筋肉の材料となるタンパク質は超重要ですが、実はこれらのお肉や一部のプロテインサプリメントには「プリン体」が豊富に含まれています

良質なタンパク質を求めて食事を偏らせすぎると、気づかないうちに尿酸値を押し上げる原因になってしまいます。


これが出たらイエローカード!見落としてはけない初期症状

痛風はある朝突然、本格的な激痛(痛風発作)として襲ってきますが、実はその前に「前震」のような小さなサインを出しています。
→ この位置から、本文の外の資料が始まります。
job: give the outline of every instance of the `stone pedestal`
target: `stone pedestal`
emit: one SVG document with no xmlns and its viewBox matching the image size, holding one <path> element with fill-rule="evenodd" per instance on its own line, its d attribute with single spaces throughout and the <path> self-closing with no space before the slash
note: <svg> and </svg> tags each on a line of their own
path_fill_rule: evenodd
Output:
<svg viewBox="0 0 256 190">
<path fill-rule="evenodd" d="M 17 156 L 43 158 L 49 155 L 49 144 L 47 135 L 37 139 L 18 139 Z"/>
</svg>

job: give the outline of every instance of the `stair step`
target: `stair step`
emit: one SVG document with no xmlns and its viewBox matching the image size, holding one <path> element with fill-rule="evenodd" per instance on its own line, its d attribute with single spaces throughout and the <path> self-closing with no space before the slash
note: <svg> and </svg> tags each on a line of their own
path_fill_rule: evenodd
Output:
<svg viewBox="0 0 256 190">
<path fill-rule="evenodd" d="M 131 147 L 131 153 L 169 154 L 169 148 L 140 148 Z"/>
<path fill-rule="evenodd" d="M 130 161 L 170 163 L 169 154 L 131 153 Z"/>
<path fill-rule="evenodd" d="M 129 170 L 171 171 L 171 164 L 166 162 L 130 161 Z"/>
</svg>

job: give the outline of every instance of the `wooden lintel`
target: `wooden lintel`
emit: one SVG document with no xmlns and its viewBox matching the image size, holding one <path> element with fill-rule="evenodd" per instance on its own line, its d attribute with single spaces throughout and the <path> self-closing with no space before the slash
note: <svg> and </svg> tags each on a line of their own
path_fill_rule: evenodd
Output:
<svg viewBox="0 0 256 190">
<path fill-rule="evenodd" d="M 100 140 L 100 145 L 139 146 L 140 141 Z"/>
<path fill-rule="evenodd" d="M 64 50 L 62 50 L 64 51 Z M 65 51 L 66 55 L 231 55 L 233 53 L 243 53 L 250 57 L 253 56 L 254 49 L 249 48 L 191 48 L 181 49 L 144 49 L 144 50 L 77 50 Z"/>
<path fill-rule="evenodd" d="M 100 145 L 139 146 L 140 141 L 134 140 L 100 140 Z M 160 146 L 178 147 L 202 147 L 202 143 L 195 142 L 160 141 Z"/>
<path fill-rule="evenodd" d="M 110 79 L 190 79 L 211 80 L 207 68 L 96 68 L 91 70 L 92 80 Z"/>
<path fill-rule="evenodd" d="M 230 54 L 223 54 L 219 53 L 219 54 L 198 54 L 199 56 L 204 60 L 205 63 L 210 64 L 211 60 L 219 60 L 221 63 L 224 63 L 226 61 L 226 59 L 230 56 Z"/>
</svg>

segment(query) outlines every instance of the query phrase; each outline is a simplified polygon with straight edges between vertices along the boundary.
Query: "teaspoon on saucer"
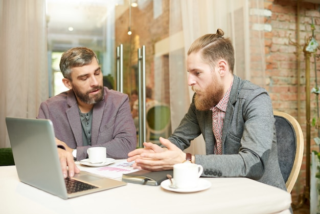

足の親指の付け根、足首、かかと、足の甲が「ピリピリ」「ムズムズ」する

関節のあたりがなんとなく熱っぽい、腫れぼったい

靴を履いたときに、いつもと違う圧迫感や軽い鈍痛がある

「気のせいか」と放置してスクワットなどで関節に強い負荷をかけると、それが引き金となって本震(激痛発作)がやってきます

発作が起きると、数日間はまともに歩くことも、当然ジムに行ってバーベルを握ることもできなくなります。


筋肉を守れ!今すぐできる痛風予防の3つの鉄則

せっかく積み上げてきた努力と筋肉を、痛風ごときでストップさせないために、今日からできる対策はシンプルです。

1. とにかく「水」を飲む(1日2L〜3L以上)

尿酸を体外に追い出す一番確実な方法は、「尿として排泄すること」です。

普段からこまめな水分補給を意識し、特にトレーニング中やその前後は、プロテインだけでなく「純粋な水」を意識して大量に飲みましょう

目安は1日最低2リットル、ハードに動く日は3リットル以上です。

2. アルコールを控え、甘い飲み物を避ける

「ビールはプリン体が多いからハイボールならOK」と思っていませんか?

実は、アルコールそのものに「体内で尿酸を作らせ、さらに尿酸の排泄を100%ブロックする」という最悪の働きがあります。

お酒を飲むなら量はほどほどに、チェイサー(水)を必ず同量以上飲みましょう。

また、ジュースや清涼飲料水に含まれる「果糖」も尿酸値を上げるため、減量中の清涼飲料水にも注意が必要です。

3. 野菜や海藻、大豆製品をしっかり食べる

野菜や海藻に多く含まれる「カリウム」は、尿をアルカリ性に傾ける性質があります。

尿がアルカリ性に近づくと、尿酸が尿に溶けやすくなり、体外へスムーズに排出されるようになります。

「肉とプロテインだけ」の食生活を見直し、ブロッコリーやほうれん草、わかめ、納豆などもバランスよく並べましょう。


内側からも強い本物のタフな身体へ

痛風は、いわば「頑張りすぎている身体からの SOS サイン」です。

強い筋肉を作るためには、ハードなトレーニングやタンパク質の摂取だけでなく、それを処理する「内臓(肝臓や腎臓)」を労わることが絶対に欠かせません

「最近ちょっと足元が怪しいな…」と思った方は、まずは今すぐ、手元にあるシェーカーに水を並々と注いでグッと一杯飲み干してください。

「最近、食事のバランスが偏っているかも…」と不安になった方は、ぜひトレーナーにお気軽にご相談くださいね!

今日も安全に、最高のトレーニングをしていきましょう!

それでは、また。


追伸

アーミーフィットネスジムにも痛風の方が何人かいます。